In certe domeniche di autunno | di Armando Guarino

In certe domeniche di autunno, ti rigiri nel letto cercando un motivo per non alzarti.
In certe domeniche di autunno, quando piove, il ticchettio della pioggia sulle finestre ha quell’effetto ipnotico che ti incolla con il muso sul vetro e ti porta a creare aloni con l’alito che dopo trancerai con il dito per fare stupidi disegni.
In certe domeniche di autunno, vorresti non fare nulla e tutto, tutto quello che normalmente non riesci a fare e che ti dovrebbe rilassare, ma che invece riesce ad avere l’effetto contrario.
Insofferente, esco. Incontro soltanto l’umidità della notte che, anche lei apatica, non ha alcuna voglia di lasciare spazio al sole e figure trasparenti, che vagano con passo spedito, ognuna con una meta, ognuna a proprio agio in questo clima surreale. Lontano circa un centinaio di metri, noto un carretto fermo a un angolo. Non ho nessuno che mi attende, né un motivo per tirare oltre. Mi avvicino incuriosito e noto un vecchio chino sul vano dell’ape, intento a sistemarlo. Ha due piantine, solo due, e le sta spostando da un lato all’altro, come se quello spostamento fosse necessario, anzi vitale.
Non mi nota subito. Con lo sguardo è ancora attratto dalle piante. Mi affaccio sul vano aperto.
«Buongiorno!» mi urla. Temo di averlo spaventato.
«Buongiorno a lei» rispondo. «Ha già venduto tutto?» chiedo incuriosito.
«In realtà non ho venduto nulla.» mi dice, sorridendo.
Lo guardo per qualche istante, aspettando che mi chiarisca la sua risposta. Inutilmente. Sto per lasciarlo quando lo vedo con la coda dell’occhio voltato di nuovo, ancora intento a spostare i due vasi, seppure stavolta di pochi centimetri.
«Sia cortese. Posso chiederle per quale motivo muove continuamente da un lato all’altro queste due piantine?»
«Mi sembra ovvio» mi risponde sempre sorridendo «Cerco di dare loro la possibilità di prendere quel po’ di sole che ci riserva il cielo.»

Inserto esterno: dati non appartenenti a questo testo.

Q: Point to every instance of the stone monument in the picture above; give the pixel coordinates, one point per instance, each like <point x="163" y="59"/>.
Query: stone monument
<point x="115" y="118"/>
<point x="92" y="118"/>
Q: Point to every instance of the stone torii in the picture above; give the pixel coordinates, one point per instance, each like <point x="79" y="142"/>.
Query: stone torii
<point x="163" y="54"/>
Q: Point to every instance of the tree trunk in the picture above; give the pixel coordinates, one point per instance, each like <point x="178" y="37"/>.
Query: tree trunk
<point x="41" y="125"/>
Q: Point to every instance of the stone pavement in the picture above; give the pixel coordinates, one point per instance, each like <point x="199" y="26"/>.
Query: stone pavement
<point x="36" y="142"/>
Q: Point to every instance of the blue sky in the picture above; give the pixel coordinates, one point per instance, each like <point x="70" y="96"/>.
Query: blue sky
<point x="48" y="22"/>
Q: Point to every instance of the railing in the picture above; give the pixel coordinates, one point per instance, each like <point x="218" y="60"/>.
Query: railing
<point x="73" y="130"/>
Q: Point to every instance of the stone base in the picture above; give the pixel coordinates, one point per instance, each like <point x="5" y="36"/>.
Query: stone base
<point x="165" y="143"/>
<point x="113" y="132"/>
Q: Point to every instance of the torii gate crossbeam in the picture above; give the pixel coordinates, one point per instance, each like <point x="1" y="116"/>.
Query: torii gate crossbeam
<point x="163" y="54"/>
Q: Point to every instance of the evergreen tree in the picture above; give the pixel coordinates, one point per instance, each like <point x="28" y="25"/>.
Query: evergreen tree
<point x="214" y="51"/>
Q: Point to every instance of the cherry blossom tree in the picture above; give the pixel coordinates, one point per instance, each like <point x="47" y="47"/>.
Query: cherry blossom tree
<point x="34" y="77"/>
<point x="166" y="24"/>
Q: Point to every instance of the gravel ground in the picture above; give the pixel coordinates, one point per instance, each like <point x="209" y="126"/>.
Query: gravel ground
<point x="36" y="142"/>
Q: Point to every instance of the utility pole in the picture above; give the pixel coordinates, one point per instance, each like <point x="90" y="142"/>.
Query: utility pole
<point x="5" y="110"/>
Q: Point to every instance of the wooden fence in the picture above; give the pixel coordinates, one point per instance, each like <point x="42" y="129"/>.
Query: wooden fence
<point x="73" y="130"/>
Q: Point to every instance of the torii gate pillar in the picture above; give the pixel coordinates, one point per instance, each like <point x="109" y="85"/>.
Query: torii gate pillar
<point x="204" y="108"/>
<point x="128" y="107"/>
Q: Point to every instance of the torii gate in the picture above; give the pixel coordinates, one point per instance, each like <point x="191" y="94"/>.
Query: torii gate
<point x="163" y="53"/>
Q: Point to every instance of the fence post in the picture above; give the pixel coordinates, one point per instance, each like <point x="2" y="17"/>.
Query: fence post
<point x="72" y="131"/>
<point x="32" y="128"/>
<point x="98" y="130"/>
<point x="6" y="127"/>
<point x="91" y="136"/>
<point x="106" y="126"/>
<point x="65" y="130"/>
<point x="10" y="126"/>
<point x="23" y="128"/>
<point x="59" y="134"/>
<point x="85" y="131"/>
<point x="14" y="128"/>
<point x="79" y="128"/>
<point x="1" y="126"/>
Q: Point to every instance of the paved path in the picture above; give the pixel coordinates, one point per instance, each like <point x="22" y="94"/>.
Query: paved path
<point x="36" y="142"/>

In quel momento mi rendo conto che effettivamente le muoveva seguendo quei piccoli squarci tra le nuvole che illuminavano a tratti l’ape.
«Quanto vengono?» chiedo.
«Cosa?»
«Le piante. Cosa se no?»
«Mica le vendo!»
«Scusi, non capisco. Perché allora è qui?»
«Deve sapere che vivo in un terraneo a due isolati da qui. Da me il sole non batte mai. Queste due piante sono l’ultima cosa che ho comprato a mia moglie. È mancata due settimane fa, sa? E da quando se n’è andata, ogni volta che non piove, anche in giorni come questi, vado con loro a cercare un po’ di sole. Ne hanno tanto bisogno. Mia moglie pure avrebbe avuto bisogno di sole, della vitamina D. Purtroppo non le bastavano questi pochi raggi e non ho avuto la possibilità di portarla da nessun’altra parte. Cerco di salvare almeno loro. Così avrebbe voluto la mia Anna.»
In certe domeniche d’autunno, quando vedo anche soltanto un raggio di sole far capolino tra le nuvole, scendo e vado a trovare il mio amico con l’ape. E lo aiuto a spostare le tre piante che ora possiede. Tra un caffè caldo versato da un termos e le foto della sua Anna.